The solvent can be injected into the vessel by way of nozzle-type
devices. Nozzle manufacturers are capable of supplying any number
of nozzle types based on the type of spray pattern desired.
The contacting of oil sand with solvent in the contact zone of the
extraction vessel is at a pressure and temperature in which at
least 20 wt % of the injected into the contacting zone or vessel is
in vapor phase during contacting in the contacting zone or vessel.
Preferably, at least 40 wt %, or at least 60 wt % or at least 80 wt
% of the injected solvent is in vapor phase during contacting in
the contacting zone or vessel.
Carrying out the extraction process at the desired conditions using
the desired solvent enables controlling the amount of oil that is
extracted from the oil sand. For example, contacting the oil sand
with the solvent in a vessel's contact zone can produce a crude oil
composition comprised of not greater than 80 wt %, or not greater
than 70 wt %, or not greater than 60 wt %, of the bitumen from the
supplied oil sand. That is, the solvent is comprised of a
hydrocarbon mix or blend that has the desired characteristics such
that the solvent process can remove or extract not greater than 80
wt %, or greater than 70 wt %, or greater than 60 wt %, of the
bitumen from the supplied oil sand. This crude oil composition that
leaves the extraction zone will also include at least a portion of
the solvent. However, a substantial portion of the solvent can be
separated from the crude oil composition to produce a crude oil
product that can be pipelined or further upgraded to make fuel
products. The separated solvent can then be recycled. Since the
extraction process incorporates a relatively light solvent blend,
the solvent portion can be easily recovered, with little if any
external make-up being required.
The crude oil composition that includes at least a portion of the
solvent, as well the crude oil product that is later separated from
the crude oil composition containing solvent, will be reduced in
metals and asphaltenes compared to typical processes. Metals
content can be determined according to ASTM D5708-11 Standard Test
Methods for Determination of Nickel, Vanadium, and Iron in Crude
Oils and Residual Fuels by Inductively Coupled Plasma (ICP) Atomic
Emission Spectrometry. For example, the crude oil composition that
includes at least a portion of the solvent, as well the separated
crude oil product, can have a nickel plus vanadium content of not
greater than 150 wppm, or not greater than 125 wppm, or not greater
than 100 wppm, based on total weight of the composition. As another
example, the crude oil composition that includes at least a portion
of the solvent, as well the separated crude oil product, can have
an asphaltenes content of not greater than 15 wt %, alternatively
not greater than 12 wt %, or not greater than 10 wt %, or not
greater than 5 wt %.
The process is carried out at temperatures and pressures that allow
at least a portion of the solvent to be maintained in the vapor
phase in the contact zone. Since at least a portion of the solvent
is in the vapor phase in the contact zone, higher contact zone
temperatures. For example, the contacting of the oil sand and the
solvent in the contact zone of the extraction vessel can be carried
out at a temperature of at least 35.degree. C., or at least
50.degree. C., or at least 100.degree. C., or at least 150.degree.

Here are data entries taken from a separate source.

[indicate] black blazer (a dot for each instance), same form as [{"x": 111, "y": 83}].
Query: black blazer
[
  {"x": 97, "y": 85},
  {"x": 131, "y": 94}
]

C. or at least 200.degree. C. Upper temperature limits depend
primarily upon physical constraints, such as contact vessel
materials. In addition, temperatures should be limited to below
cracking conditions for the extracted crude. Generally, it is
desirable to maintain temperature in the contact vessel at not
greater than 500.degree. C., alternatively not greater than
400.degree. C. or not greater than 300.degree. C.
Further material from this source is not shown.